Juist in die fase wilde ik alles weten over die behandeling. Hoe gaat het lopen? Wat zijn de bijwerkingen? Feitelijke informatie. Ik dacht misschien kan er nog een advies bij waar je dat zou kunnen vinden en de rol van de verpleegkundig specialist daarin benadrukken. Dat het niet gek is dat je in die fase niet alleen lotgenoten wil spreken, maar ook ja. Ik wilde echt alles weten: wanneer gaat mijn haar uitvallen? Valt al mijn haar uit? Wanneer mijn wenkbrauwen, dat soort stomme dingen. Bij de verpleegkundig specialist konden wij in het ADRZ wel terecht. Dat het ook niet gek is om te vragen.
Als werkgever maak je ook niet iedere dag iemand mee die in zo’n situatie zit. Ik kan me voorstellen dat je geen boekje in de kast hebt van hoe ga je daarmee om. Dan is het ook fijn om ervaringen te lezen. Ja en je wilt ook spiegelen denk ik? Net zoals wij willen. Bij einde behandeling miste ik juist ook het lotgenoten contact. Dat je weer aan het werk wil maar ineens je bed niet uit kan komen omdat je spieren het niet doen. Juist dan moet je even horen nee joh het kost gewoon wat tijd. Iemand zei tegen mij het begint pas nu je de behandeling door bent.

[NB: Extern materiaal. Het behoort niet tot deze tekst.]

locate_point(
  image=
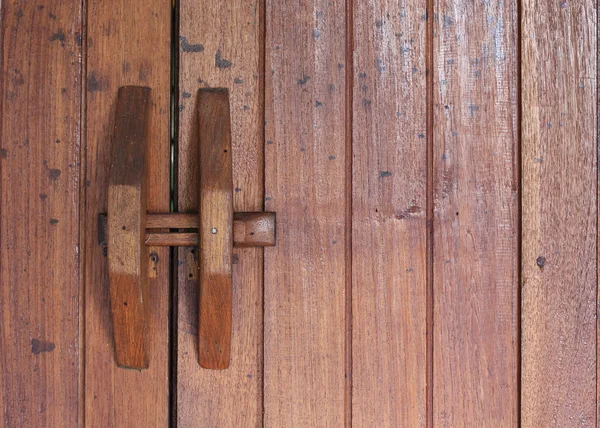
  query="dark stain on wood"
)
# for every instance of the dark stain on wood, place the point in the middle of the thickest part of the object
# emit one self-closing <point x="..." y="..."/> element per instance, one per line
<point x="41" y="346"/>
<point x="221" y="62"/>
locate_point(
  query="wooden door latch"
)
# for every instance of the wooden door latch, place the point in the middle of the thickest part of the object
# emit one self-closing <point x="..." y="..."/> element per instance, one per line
<point x="127" y="229"/>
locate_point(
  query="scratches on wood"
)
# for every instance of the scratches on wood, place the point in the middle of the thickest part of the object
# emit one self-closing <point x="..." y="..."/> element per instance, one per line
<point x="560" y="211"/>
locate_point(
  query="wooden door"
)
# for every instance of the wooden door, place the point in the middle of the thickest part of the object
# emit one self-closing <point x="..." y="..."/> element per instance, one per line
<point x="433" y="168"/>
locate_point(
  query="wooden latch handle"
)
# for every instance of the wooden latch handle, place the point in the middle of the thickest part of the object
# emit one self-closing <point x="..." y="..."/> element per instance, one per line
<point x="127" y="255"/>
<point x="128" y="229"/>
<point x="216" y="231"/>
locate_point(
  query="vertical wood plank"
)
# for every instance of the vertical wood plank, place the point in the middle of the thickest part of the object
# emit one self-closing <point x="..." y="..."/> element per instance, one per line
<point x="126" y="228"/>
<point x="389" y="260"/>
<point x="39" y="213"/>
<point x="221" y="46"/>
<point x="128" y="43"/>
<point x="475" y="362"/>
<point x="305" y="169"/>
<point x="559" y="264"/>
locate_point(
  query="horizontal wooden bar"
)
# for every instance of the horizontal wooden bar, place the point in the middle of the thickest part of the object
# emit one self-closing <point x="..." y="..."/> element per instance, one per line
<point x="165" y="239"/>
<point x="255" y="229"/>
<point x="172" y="221"/>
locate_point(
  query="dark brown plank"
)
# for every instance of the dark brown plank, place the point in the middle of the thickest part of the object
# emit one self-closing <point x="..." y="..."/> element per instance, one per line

Werknemer: Weet je, het is voor iedereen zo verschillend. Je moet alle scenario’s eigenlijk in je achterhoofd houden en die gaan ook continu door je achterhoofd en daar heb je het heel druk mee. Het kan alle kanten opgaan. Je weet het niet, en pas op een gegeven moment, als de behandeling aanslaat en je weet die tumor is weg en vooral na die eerste controle het is niet terug. Weet je, dan pas begin je eigenlijk een beetje meer vertrouwen te krijgen. Tenminste dat voor mij was dat zo.